Angst vor der Dunkelheit.
Angst vor dem Sterben.
Ein vertrautes Gefühl. Kaum sechs Monate waren vergangen seit jener ersten Begegnung mit dem Tod. Auch damals war es dunkel gewesen. Auch damals hatte ihr die Hitze den Atem genommen. Dann waren die Stimmen gekommen. Ihnen waren Gesichter gefolgt und Hände, die sie aus den Trümmern ihres Elternhauses gezogen hatten.
Jetzt lauschte sie wieder in die Dunkelheit, suchte nach Stimmen. Doch sie kamen nicht. Nur das beständige Rauschen vorbeifahrender Autos drang in ihr Gefängnis. Alle anderen Geräusche waren verstummt. Das Schluchzen der Erwachsenen, das Weinen der Kinder, das Röcheln nach Luft. All das war immer leiser, immer weniger geworden, je öfter der Tod jemanden geholt hatte.
Ja, sie waren alle tot! Sie wusste, dass es viele waren. Nach und nach waren sie gestorben. Männer und Frauen, Jungen und Mädchen. Manche erlagen der Hitze, manche ihrem schwachen Herzen. Die meisten aber waren erstickt.
Ein gnädiger Tod, verglichen mit Khasibs Schicksal. Er war ihr Bruder gewesen. Er wurde nur drei Jahre alt.

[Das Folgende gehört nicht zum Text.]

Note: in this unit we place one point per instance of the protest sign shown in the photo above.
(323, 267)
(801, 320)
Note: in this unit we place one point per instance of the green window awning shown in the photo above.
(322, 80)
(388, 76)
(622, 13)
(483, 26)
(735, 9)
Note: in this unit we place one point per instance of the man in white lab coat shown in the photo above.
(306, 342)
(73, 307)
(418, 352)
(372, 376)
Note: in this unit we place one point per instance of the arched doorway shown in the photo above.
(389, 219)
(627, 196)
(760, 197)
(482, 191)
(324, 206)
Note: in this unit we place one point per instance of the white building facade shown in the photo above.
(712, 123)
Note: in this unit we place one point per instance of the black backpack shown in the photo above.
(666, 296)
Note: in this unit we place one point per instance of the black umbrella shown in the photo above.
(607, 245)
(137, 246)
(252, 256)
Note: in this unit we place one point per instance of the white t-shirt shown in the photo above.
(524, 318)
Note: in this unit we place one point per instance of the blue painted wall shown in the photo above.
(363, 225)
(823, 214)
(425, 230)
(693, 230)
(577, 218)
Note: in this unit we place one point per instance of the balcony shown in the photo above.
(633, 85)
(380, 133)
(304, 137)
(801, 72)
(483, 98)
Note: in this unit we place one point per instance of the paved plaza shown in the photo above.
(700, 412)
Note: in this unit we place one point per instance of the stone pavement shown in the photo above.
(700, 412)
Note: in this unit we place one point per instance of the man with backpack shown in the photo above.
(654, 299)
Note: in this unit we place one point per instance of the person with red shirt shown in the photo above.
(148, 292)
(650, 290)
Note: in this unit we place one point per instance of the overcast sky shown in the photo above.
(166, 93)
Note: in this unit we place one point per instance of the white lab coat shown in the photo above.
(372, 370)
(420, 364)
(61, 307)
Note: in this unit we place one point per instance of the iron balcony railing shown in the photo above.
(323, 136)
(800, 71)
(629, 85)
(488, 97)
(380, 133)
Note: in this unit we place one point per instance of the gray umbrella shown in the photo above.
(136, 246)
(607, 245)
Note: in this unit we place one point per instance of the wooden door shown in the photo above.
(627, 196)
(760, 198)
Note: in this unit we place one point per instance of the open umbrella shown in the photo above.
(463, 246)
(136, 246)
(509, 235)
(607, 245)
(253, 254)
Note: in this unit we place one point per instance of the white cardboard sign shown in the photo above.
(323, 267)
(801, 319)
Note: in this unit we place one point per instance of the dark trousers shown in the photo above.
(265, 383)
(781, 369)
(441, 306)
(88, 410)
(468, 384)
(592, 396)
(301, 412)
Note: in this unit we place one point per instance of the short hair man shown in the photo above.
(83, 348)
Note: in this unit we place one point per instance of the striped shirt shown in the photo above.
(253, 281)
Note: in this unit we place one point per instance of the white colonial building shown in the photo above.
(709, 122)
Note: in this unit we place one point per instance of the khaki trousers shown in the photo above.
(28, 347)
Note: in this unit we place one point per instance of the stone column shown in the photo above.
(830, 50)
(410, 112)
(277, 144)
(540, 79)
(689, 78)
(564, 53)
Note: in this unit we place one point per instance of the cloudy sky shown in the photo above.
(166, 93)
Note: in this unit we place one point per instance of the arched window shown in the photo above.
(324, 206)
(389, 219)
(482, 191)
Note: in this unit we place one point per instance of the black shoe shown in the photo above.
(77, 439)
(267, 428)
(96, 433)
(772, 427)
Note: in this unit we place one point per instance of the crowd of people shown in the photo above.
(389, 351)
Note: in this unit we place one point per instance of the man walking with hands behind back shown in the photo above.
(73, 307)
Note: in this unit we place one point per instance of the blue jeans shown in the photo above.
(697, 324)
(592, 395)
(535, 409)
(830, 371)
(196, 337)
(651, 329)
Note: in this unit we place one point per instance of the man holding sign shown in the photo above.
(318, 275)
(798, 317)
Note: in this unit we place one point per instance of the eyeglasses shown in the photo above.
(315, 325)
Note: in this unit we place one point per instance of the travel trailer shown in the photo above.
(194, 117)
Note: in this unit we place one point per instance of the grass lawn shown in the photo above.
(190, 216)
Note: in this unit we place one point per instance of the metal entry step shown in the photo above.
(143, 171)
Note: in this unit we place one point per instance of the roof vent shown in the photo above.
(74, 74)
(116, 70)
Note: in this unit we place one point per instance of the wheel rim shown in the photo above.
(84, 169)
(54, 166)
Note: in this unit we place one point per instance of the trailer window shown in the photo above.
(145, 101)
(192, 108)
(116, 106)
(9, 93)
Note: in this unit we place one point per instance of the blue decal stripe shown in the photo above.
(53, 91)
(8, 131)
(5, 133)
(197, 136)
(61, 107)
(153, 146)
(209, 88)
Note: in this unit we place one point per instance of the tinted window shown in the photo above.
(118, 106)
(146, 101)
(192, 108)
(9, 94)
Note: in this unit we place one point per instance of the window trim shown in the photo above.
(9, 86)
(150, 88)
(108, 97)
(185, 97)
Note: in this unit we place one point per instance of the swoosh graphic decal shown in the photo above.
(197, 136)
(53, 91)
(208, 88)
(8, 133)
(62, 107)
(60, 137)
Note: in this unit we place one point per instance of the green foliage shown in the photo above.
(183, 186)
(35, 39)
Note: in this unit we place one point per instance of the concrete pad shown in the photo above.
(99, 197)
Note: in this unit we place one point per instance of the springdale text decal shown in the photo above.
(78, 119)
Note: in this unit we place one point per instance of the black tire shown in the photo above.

Das Mädchen erinnerte sich an das große Fest, das ihr Vater gegeben hatte, als ihre Mutter Zwillinge geboren hatte. Jungen! Das nächste Fest zu Ehren der beiden würde eine Beerdigung sein.
Khasib und Alim. Verbrannt und erdrückt!
Sie wusste nicht, wie es passiert war. Als die Lichter der Handys langsam erloschen waren, hatte jemand versucht, mit einem Feuerzeug die Dunkelheit zu vertreiben. In der drückenden Enge des Wagens griff die Flamme nach dem kleinen Jungen. Eine Gefahr, die unter normalen Umständen leicht zu bannen gewesen wäre. Im Chaos der Todgeweihten war es jedoch niemandem gelungen, das Baumwollshirt des Kindes schnell genug zu löschen. Alle versuchten nur, Abstand zwischen sich und den Flammen zu halten. Und dabei hatten sie auch Alim getötet.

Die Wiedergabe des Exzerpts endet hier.